1-02


  *


 それから幾らかの遣り取りを経て話が終わる頃には、雨は本降りとなっていた。


 障子を閉めた縁側の向こうからは、さらさらと雨粒の立てる音が響いて来る。──今降っているのは普通の雨だな、とカナメは瑞池に着いた頃の霧雨の事を思い出す。


「雨がよく降る、と聞いていますが……いつも降る雨というのはこれではなく、あの霧のような雨の事ですね?」


 カナメが茶器を片付けていたシズクに問うと、ええ、と頷きが返って来た。


「山ですので確かに普通の雨も降る事は多いのですが、近年いつも降っている雨はあの霧雨の方です。髪も服も大して濡れませんので傘を差す程でもなくて、皆あの雨の時には普通に出歩いたり農作業をしておりますね」


 そうですか、とカナメが呟くと、茶器類を載せた盆を持ったシズクが静かに立ち上がる。

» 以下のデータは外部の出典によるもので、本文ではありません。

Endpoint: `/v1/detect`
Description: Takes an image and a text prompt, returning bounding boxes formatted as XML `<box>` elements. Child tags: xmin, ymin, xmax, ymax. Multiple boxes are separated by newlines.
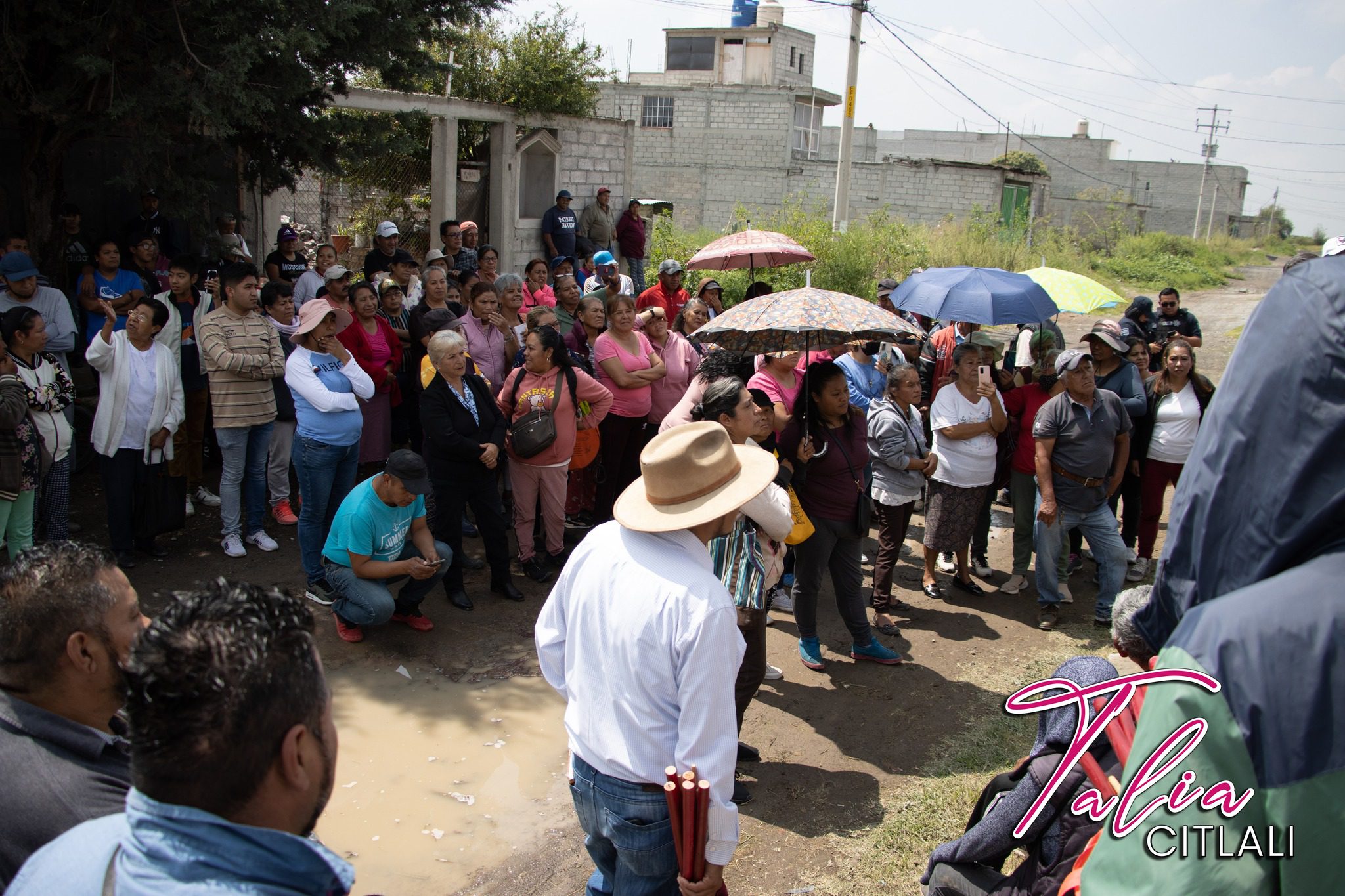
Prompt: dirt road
<box><xmin>73</xmin><ymin>267</ymin><xmax>1279</xmax><ymax>896</ymax></box>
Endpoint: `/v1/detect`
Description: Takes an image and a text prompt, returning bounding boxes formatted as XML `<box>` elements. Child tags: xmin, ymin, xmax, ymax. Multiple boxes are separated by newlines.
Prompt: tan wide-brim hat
<box><xmin>613</xmin><ymin>421</ymin><xmax>780</xmax><ymax>532</ymax></box>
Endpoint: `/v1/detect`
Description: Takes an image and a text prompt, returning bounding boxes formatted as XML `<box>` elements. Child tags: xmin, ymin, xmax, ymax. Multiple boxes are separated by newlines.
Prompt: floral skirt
<box><xmin>924</xmin><ymin>480</ymin><xmax>986</xmax><ymax>551</ymax></box>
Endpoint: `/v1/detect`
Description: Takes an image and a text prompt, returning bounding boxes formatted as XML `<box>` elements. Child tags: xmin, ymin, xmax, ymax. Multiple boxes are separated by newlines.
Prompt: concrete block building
<box><xmin>597</xmin><ymin>0</ymin><xmax>1248</xmax><ymax>234</ymax></box>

「この雨ですし、もう時刻も夕方です。今日はゆっくりお休みになって下さいませ。お夕飯が出来ましたらお声掛けしますので、何も無い所ですが、ごゆっくりお寛ぎになって下さい」


「ありがとう。お言葉に甘えます」


 そう会釈をすると、シズクは盆を置いて丁寧に座礼をし、そして障子を閉じて去って行った。静かな足音が雨に紛れ遠ざかるのを聞くともなしに聞いてから、カナメは長く溜息をつく。

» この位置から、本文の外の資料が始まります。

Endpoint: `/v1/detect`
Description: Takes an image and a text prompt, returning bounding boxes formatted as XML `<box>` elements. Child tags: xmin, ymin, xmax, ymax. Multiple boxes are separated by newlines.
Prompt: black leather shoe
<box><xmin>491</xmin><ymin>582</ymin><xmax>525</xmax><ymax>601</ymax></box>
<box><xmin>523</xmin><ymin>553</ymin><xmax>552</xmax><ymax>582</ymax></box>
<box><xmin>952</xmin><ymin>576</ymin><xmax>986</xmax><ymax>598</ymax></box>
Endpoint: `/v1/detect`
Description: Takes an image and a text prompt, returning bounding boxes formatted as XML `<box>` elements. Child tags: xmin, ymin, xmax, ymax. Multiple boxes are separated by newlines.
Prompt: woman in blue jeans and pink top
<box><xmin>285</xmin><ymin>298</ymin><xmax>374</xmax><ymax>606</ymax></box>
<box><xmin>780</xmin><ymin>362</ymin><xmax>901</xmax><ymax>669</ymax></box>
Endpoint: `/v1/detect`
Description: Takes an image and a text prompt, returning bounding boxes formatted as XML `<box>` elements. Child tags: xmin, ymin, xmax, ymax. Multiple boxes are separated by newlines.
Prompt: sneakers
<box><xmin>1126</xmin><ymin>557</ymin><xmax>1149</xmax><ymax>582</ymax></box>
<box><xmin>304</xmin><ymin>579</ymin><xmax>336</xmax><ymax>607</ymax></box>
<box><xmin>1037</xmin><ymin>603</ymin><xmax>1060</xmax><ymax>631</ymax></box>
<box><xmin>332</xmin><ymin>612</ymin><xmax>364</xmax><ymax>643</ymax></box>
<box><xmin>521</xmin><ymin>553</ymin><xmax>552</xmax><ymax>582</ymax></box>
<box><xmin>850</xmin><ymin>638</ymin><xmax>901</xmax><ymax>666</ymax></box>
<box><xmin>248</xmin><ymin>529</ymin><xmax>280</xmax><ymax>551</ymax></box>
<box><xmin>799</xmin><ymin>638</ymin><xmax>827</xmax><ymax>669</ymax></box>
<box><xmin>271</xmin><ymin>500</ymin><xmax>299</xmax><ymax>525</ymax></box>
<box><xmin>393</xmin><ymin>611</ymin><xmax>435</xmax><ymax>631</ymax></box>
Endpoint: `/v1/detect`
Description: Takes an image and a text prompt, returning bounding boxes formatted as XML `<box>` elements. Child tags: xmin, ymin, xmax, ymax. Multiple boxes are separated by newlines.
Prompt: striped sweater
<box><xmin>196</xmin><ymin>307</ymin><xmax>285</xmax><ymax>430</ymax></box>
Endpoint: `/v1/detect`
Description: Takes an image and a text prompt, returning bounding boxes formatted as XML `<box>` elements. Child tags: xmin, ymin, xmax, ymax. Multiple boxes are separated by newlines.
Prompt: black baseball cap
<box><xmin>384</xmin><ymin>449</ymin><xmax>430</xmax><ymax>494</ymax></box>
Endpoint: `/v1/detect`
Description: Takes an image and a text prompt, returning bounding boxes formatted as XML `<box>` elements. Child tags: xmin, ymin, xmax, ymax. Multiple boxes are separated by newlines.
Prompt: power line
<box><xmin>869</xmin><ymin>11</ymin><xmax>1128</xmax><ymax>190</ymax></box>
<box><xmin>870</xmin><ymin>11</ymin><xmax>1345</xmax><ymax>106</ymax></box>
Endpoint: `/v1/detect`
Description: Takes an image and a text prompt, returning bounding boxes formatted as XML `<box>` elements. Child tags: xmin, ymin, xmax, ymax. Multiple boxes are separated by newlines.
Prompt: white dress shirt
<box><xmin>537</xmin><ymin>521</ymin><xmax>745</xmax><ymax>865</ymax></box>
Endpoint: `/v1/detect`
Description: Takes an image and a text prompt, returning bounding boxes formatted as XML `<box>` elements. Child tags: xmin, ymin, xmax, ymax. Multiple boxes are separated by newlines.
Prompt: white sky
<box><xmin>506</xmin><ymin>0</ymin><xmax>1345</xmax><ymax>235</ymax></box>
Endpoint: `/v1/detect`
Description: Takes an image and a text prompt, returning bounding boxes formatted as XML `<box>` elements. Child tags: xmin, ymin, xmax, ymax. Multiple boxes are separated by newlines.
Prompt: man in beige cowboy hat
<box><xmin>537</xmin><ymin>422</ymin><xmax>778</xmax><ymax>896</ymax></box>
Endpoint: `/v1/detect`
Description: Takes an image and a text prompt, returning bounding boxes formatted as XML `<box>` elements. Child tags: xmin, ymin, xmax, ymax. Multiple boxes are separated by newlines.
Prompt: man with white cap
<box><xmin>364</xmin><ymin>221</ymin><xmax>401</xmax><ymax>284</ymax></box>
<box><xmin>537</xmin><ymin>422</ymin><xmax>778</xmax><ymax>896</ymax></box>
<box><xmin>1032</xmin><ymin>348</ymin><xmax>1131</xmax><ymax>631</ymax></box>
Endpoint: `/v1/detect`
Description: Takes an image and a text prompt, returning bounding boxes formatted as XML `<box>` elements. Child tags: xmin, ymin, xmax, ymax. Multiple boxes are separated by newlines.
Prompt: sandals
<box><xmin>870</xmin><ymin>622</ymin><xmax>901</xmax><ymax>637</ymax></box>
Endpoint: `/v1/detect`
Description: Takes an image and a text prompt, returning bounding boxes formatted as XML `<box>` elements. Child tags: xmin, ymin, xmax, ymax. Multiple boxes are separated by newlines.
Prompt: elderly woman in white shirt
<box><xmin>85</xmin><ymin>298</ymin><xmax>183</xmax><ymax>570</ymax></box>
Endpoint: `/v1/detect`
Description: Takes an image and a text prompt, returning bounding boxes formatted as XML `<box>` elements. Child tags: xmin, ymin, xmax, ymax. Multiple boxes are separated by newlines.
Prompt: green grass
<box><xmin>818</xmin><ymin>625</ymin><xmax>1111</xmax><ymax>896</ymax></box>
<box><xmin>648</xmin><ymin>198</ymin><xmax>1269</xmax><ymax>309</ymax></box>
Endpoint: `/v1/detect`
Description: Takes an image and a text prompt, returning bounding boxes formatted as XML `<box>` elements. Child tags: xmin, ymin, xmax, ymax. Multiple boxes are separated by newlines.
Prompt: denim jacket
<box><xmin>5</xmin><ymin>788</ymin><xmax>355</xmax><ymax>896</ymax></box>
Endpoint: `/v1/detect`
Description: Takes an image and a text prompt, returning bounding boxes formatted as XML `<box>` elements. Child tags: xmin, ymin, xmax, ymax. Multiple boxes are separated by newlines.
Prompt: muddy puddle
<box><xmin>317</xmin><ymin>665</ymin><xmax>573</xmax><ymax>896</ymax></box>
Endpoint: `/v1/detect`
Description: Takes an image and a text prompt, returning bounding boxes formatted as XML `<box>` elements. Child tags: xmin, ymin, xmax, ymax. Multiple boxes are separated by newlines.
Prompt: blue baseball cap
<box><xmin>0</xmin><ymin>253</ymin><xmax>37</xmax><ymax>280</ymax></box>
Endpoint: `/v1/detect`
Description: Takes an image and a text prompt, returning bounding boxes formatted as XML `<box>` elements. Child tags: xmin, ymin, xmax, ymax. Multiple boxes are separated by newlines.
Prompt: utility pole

 柱に掛かる彫刻を施された時計は、五時の少し手前を指し示していた。座卓の上には大きめの灰皿と卓上ライターの載った子盆が置かれている。カナメはそれを盆ごと引き寄せ、上着のポケットから真鍮の煙草入れを取り出した。一本引き抜いてトントンと葉を整えてから咥え、卓上のライターで火を点ける。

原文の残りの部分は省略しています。